Armed Groups Agree to Join Peace Summit
By Nyein Nyein 11 October 2018
CHIANG MAI, Thailand — Ethnic armed groups meeting in Thailand this week have agreed to join a summit with Myanmar’s state counselor and military chief aimed at reviving the country’s stalled peace process after convincing them to change the venue.
The government had proposed holding the summit on Monday in rural Mandalay, away from any urban distractions. But the armed groups proposed either Yangon or Naypyitaw and, after negotiating with government officials over the phone, settled on the latter, according to armed group leaders.
“As this high-level informal talk will not be a detailed discussion and will be more about the policies that will be helpful to the ongoing peace process, we decided to join,” said Padoh Saw Kwe Htoo Win, vice chairman of the Karen National Union (KNU).

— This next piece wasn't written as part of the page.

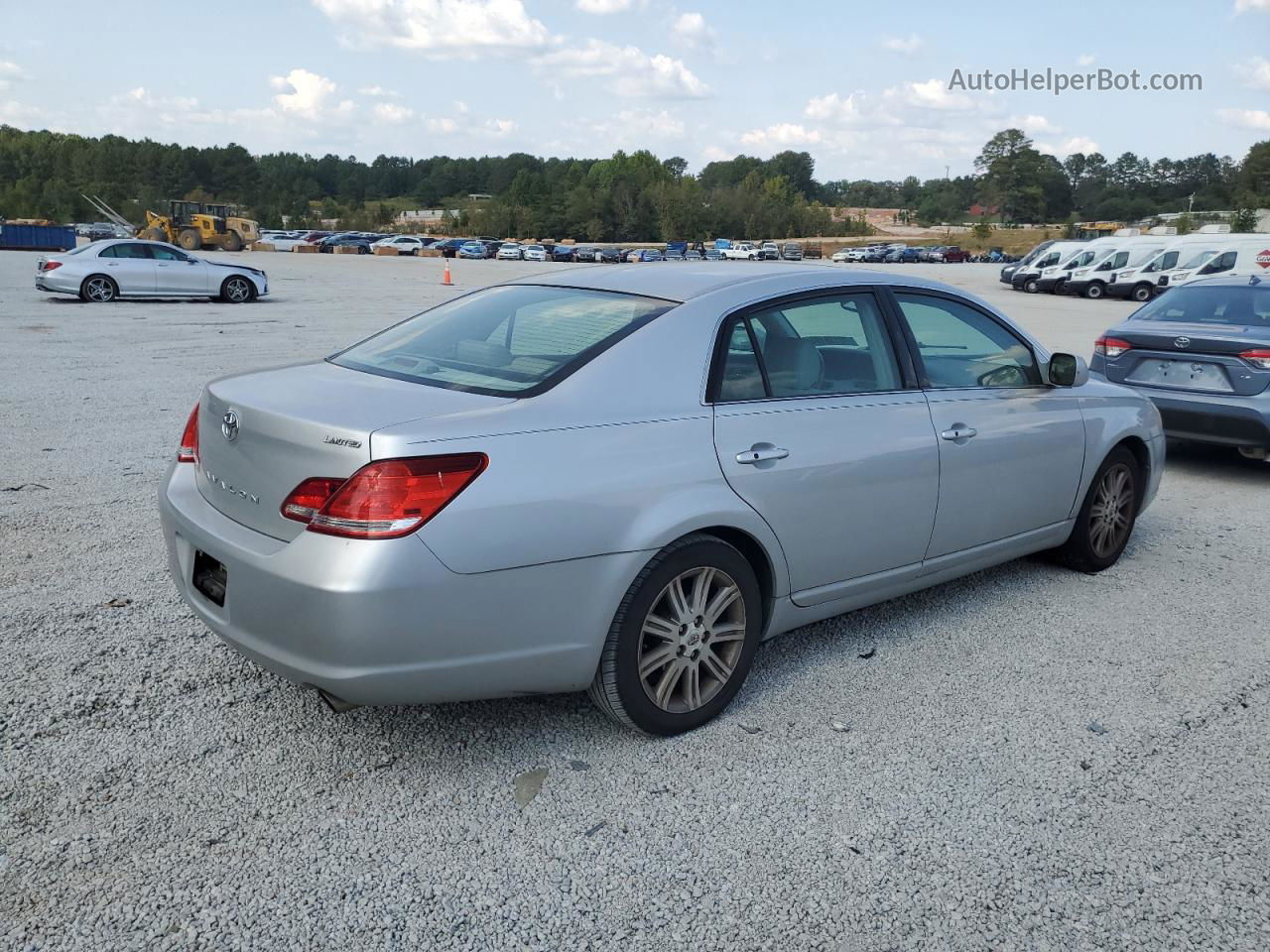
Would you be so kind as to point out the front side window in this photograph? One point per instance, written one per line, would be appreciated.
(515, 340)
(821, 347)
(168, 254)
(961, 347)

On Saturday the KNU released a statement proposing the summit be delayed because the armed groups needed more time to prepare.
Leaders from the 10 armed groups signed up to the Nationwide Ceasefire Agreement met in Chiang Mai on Wednesday and Thursday, as members of the Peace Process Steering Team, to decide whether to join.
Padoh Saw Kwe Htoo Win said the KNU and Restoration Council of Shan State (RCSS) had both considered not attending the three-day summit but, after some headed discussion, decided they would go as a unified bloc.
U Than Kha, chairman of the All Burma Students’ Democratic Front, said the Steering Team would sent some of its senior members, including General Saw Mutu Sae Poe of the KNU and General Yawd Serk of the RCSS.
“We hope the Tatmadaw [Myanmar military] will provide an environment where every stakeholder can cooperate,” he said.
The summit will be the first time the armed group leaders will have sat at a table with both State Counselor Daw Aung San Suu Kyi and military chief Senior General Min Aung Hlaing.
The peace process has recently stalled over the military’s demands that the armed groups promise not to secede from the union as a precondition to further negotiations and that they agree to a single national army.
The summit was proposed to find a way through the impasse. Discussion is also expected to include the timeline for future peace talks, a review of the current framework for the peace process, making the process more inclusive, minority rights and how to establish a federal system of government.